What drives panic attacks is fear. In fact, if you’re frequently experiencing panic attacks and you have a persistent fear about having additional attacks, you’re likely eligible for being diagnosed with Panic Disorder. Typically, teens with this disorder are extremely anxious and fearful, primarily because of the inability to predict when the next attack will occur. But if you can find a way to befriend your fear, perhaps eventually, it won’t disrupt your life as much as it does now.
What Is Panic Disorder?
Panic Disorder is a mental health condition in which a teen experiences sudden and repeated attacks of fear, which are often accompanied by a feeling of being out of control. Uncomfortable physical sensations, such as a pounding heart, sweating, weakness, dizziness, and numbness makes up the experience a panic attack. An intense worry about the next attack is a common symptom.
How to Manage Fear
If you can find a way to make fear, worry, and panic your friend, you might notice the intensity of fear go down. One way to do this is to get to know the feelings you’re experiencing, and get to know them well. Study them as best you can. Rather than allowing those feelings to run you, befriending your feelings can help you stay in control of them. Here are some ways to begin to make fear your friend and not your enemy:
- Begin to identify when a panic attack is about to occur. Although it might be challenging, you might be able to identify signs that an attack is imminent. If you’re able to identify an oncoming attack, you can take steps to make it less severe.

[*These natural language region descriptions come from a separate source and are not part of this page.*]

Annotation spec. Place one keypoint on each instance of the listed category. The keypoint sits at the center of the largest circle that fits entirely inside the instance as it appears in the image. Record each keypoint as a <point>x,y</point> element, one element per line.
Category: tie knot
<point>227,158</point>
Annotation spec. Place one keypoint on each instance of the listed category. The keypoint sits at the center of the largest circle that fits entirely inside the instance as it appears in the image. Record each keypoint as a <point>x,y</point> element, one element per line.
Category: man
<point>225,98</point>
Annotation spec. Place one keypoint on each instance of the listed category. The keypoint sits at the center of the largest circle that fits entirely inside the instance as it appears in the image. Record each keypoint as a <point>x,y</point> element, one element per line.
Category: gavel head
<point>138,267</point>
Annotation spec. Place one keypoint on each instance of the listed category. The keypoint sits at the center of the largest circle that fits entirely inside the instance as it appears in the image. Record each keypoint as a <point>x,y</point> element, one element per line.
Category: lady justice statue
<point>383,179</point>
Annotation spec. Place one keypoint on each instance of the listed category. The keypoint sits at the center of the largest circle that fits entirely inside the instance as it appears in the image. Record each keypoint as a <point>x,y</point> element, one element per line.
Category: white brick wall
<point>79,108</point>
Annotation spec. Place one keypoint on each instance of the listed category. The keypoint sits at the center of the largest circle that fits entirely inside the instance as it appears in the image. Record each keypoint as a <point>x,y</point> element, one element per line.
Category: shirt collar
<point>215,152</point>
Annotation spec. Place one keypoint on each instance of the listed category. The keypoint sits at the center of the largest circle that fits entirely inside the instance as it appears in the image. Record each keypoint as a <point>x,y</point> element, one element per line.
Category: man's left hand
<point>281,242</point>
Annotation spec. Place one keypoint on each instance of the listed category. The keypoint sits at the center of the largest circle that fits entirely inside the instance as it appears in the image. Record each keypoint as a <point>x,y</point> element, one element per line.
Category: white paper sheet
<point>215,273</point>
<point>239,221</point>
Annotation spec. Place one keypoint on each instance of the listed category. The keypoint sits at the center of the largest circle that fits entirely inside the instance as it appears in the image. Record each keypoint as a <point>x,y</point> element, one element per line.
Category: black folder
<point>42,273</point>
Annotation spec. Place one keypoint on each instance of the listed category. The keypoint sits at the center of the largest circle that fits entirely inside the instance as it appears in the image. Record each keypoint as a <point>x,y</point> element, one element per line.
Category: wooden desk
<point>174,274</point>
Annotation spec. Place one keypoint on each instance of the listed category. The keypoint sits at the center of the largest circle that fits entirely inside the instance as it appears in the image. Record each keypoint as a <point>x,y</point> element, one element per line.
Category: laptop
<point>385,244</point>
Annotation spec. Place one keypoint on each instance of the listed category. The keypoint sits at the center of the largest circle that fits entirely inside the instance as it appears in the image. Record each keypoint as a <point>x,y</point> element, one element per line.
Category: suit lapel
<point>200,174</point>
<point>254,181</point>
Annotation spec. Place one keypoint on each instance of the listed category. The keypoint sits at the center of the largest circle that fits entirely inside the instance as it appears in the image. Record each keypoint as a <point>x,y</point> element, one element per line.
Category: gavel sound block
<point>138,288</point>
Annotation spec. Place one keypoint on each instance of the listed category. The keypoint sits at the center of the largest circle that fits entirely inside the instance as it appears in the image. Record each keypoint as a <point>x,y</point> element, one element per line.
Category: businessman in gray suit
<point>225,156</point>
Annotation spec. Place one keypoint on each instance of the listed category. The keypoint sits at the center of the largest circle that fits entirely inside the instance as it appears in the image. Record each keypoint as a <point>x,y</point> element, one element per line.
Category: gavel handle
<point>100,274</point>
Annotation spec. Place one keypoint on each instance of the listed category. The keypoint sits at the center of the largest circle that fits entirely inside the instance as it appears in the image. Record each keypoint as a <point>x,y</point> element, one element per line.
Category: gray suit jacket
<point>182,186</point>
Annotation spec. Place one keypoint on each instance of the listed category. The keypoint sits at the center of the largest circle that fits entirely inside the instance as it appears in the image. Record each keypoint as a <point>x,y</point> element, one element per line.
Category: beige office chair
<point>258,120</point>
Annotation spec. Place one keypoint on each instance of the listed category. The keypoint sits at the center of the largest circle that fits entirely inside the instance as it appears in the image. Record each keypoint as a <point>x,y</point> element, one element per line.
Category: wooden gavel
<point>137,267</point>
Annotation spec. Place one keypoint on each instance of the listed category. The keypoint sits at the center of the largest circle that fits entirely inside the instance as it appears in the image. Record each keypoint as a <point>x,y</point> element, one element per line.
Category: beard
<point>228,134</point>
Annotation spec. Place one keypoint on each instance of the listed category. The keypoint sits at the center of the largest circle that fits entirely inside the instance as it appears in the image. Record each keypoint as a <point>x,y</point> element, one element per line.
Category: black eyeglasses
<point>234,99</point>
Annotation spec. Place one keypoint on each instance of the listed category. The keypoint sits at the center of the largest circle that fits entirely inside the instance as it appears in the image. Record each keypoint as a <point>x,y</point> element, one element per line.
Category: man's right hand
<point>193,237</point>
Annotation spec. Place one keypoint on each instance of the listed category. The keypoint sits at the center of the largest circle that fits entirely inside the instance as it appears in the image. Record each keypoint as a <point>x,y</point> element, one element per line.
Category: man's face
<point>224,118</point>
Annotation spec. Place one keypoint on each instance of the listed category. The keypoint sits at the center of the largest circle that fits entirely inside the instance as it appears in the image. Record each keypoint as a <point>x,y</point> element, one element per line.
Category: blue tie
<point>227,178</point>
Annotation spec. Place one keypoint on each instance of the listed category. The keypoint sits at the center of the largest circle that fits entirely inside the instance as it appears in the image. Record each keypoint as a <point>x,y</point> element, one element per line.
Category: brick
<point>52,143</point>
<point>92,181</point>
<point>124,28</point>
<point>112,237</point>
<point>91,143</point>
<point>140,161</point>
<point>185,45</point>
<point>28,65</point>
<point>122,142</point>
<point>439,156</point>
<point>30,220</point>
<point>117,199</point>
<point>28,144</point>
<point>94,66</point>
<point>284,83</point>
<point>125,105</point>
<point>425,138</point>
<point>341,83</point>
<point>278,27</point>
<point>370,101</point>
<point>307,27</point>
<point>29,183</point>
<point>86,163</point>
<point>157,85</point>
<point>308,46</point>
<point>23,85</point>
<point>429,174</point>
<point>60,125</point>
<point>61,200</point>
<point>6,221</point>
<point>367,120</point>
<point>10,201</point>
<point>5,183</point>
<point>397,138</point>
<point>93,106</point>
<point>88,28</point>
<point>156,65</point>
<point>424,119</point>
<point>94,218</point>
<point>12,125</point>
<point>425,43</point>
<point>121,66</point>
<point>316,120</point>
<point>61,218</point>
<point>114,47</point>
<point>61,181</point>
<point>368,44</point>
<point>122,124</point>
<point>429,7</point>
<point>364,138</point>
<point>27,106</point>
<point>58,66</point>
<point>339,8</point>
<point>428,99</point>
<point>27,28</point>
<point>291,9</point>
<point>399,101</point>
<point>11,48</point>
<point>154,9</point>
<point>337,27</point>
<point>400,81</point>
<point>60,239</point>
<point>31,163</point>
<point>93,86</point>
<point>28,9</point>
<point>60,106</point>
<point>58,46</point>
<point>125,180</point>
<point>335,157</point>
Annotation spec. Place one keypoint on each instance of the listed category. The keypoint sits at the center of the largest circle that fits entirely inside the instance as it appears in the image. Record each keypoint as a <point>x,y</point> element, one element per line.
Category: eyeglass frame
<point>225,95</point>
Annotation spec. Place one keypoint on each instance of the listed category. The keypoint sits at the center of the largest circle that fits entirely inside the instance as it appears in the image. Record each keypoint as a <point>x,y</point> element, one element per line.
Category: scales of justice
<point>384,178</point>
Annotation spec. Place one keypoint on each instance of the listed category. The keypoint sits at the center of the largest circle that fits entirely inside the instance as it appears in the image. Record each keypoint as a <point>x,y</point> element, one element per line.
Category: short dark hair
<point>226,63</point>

- At the onset of an attack, change the environment you’re in. Often, it is something in your surroundings that is causing an anxiety attack – a person, a noise, or a place. Eliminate the anxiety trigger as best you can.
- Focus on your breathing. Take long, slow, and deep breaths. Inhale and exhale to the count of four seconds. This extended breathing does two things. It relaxes the body and it directs your attention on your body and instead of the thoughts in your mind that will likely only exacerbate the attack.
- Recite a prayer, mantra, or even the alphabet in your mind. The point here is that you want to change your thinking. Commonly, it is a thought or a thinking pattern that began the attack in the first place. If you can, pinpoint the thought that might have triggered the panic attack and write it down.
If you are suffering from panic attacks, you probably know that it can be incredibly debilitating. Psychotherapists Laurel Hulley and Bruce Ecker have found that the most effective treatment for anxiety is finding the purpose that it has. According to Hulley and Ecker, once someone directly experiences and accepts this previously unrecognized purpose; there is an opening in which insight can be experienced, often eliminating symptoms of panic.
For instance, in an imaginative game of “what if”, one teen recognized that her panic attacks were the result of believing that if she didn’t have the intense anxiety then another bad thing would happen. Having the panic attacks were a way for her to experience something “bad”, or without them another bad thing would happen that would not be under her control.
Of course, this technique may or may not work with everyone. Typically treatment includes both medication and psychotherapy, or a combination of the two. They have been used successfully to reduce the intensity of anxiety as well as the frequency of panic attacks. The medication will help relieve some of those devastating symptoms and the therapy will help you work through the underlying causes of those panic attacks, such as the work of Hulley and Ecker.
According to the National Institute of Mental Health, approximately 2.3% of 13 to 18 year olds have been diagnosed with Panic Disorder. And teens who suffer from this disorder are more likely to also suffer from depression, suicidal thoughts, and addiction. But fortunately, those teens who suffer from Panic Disorder and other disorders can be treated and they can experience a panic-free life.
If you’re looking for a way to facilitate your freedom from panic attacks, try befriending your feelings and accepting them as you’re feeling them – right in the moment. It’s easier said than done, but it’s possible!